Finalement, cette expérience nous rappelle que nous sommes encore au tout début de l’ère de l’IA générative. Si ces systèmes peuvent déjà accomplir tant de choses impressionnantes tout en ayant ces particularités charmantes, imaginez ce qu’ils pourront faire dans cinq ou dix ans!
Cette expérience met en lumière un problème profondément inquiétant avec les systèmes d’IA actuels. Si ChatGPT ne peut même pas reproduire fidèlement une simple image après avoir reçu une instruction claire et directe, comment pouvons-nous lui faire confiance pour des tâches plus complexes?
La dérive observée soulève des questions troublantes sur les biais intégrés dans ces systèmes. Pourquoi une femme blanche se transforme-t-elle systématiquement en une personne à la peau plus foncée et au poids plus important? Ces transformations ne sont pas aléatoires mais suivent des tendances spécifiques qui reflètent potentiellement des biais profondément ancrés dans les données d’entraînement ou les paramètres du modèle.
Plus inquiétant encore est l’effet d’amplification des erreurs. Comme le souligne un commentateur, lorsque les IA commenceront à être entraînées sur des contenus générés par d’autres IA, nous risquons de créer une boucle de rétroaction dangereuse où les erreurs et les biais seront non seulement perpétués mais amplifiés. C’est particulièrement préoccupant dans un contexte où ces technologies sont de plus en plus utilisées pour prendre des décisions importantes dans des domaines comme la santé, la justice ou l’éducation.

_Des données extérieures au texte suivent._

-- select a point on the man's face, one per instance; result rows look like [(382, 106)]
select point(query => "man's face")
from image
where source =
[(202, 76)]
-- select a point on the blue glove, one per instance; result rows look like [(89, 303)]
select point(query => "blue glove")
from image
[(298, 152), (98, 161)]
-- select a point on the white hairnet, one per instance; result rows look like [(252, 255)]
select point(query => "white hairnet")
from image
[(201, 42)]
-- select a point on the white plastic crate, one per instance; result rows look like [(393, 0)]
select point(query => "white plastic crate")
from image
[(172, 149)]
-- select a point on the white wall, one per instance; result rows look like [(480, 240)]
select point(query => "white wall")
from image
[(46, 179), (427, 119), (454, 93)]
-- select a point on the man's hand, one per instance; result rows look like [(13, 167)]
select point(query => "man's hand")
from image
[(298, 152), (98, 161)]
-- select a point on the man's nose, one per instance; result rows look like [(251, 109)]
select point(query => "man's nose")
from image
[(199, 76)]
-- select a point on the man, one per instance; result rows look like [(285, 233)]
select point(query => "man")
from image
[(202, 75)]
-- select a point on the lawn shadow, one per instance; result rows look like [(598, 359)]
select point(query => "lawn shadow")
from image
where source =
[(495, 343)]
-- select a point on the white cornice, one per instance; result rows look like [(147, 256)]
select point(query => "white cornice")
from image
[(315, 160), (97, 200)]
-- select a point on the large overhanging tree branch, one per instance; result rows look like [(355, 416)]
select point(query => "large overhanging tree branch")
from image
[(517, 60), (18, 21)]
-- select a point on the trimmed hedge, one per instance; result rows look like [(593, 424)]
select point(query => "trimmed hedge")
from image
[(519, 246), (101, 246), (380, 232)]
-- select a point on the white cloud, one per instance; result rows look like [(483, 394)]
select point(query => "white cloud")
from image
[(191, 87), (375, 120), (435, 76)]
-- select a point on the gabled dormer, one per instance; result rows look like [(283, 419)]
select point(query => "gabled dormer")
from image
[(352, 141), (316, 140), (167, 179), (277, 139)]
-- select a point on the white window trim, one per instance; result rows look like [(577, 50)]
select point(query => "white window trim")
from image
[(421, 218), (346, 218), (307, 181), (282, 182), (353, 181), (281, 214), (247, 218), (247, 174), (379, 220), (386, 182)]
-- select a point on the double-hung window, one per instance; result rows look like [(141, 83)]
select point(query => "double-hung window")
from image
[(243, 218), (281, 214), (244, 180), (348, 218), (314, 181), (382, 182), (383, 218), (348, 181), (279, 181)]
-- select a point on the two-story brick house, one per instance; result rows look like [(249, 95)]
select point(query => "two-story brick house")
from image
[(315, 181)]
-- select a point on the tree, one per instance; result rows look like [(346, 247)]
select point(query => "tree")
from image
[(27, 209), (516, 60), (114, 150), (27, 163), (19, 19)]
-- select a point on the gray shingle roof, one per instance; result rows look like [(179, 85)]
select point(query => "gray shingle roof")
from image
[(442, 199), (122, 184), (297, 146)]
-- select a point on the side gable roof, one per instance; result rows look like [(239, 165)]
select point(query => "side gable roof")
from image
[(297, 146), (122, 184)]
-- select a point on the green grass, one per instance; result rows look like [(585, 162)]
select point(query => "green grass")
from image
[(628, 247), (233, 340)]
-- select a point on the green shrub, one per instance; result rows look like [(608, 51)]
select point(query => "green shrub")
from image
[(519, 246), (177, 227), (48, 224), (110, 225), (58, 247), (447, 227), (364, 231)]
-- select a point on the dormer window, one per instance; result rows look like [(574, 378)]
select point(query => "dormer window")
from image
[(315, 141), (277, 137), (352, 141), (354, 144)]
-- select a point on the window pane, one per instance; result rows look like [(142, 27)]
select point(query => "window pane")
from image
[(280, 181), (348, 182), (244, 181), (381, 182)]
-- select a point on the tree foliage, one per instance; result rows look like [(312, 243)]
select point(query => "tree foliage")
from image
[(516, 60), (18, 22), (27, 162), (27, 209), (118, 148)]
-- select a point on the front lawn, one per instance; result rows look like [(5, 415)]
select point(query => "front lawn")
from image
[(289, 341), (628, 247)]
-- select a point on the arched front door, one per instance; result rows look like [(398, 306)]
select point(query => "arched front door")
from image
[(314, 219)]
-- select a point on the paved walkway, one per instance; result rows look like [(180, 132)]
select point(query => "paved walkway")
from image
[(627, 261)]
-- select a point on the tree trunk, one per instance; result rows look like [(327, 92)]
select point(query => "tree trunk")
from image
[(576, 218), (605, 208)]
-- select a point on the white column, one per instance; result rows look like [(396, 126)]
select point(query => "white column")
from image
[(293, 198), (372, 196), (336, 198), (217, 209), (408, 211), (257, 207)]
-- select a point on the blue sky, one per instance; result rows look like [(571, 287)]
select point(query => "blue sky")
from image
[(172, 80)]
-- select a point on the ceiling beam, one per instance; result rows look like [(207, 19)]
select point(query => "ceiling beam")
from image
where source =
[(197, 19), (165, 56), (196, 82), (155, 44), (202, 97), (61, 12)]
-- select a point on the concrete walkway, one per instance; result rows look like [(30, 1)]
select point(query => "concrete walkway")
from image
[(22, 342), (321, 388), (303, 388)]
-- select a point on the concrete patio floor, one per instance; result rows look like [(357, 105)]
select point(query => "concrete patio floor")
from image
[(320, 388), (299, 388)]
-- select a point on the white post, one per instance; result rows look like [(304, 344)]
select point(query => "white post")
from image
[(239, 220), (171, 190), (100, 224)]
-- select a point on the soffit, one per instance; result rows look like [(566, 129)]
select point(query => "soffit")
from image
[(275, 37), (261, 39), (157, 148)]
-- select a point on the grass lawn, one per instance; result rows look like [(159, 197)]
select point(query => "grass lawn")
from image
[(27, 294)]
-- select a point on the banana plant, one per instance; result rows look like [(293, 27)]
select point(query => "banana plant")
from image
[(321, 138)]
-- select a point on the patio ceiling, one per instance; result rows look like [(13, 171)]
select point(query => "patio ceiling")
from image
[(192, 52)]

Cette expérience devrait servir d’avertissement. Nous déployons à grande échelle des technologies dont nous ne comprenons pas pleinement le fonctionnement interne. Si une tâche aussi simple que la reproduction d’une image peut dériver de manière aussi spectaculaire, qu’en est-il des raisonnements plus complexes que ces systèmes effectuent quotidiennement?
Dans notre enthousiasme technologique, nous risquons de construire un monde où la vérité se dégrade progressivement, comme cette image qui se transforme jusqu’à devenir méconnaissable. Et le plus inquiétant, c’est que nous pourrions ne pas nous en rendre compte avant qu’il ne soit trop tard.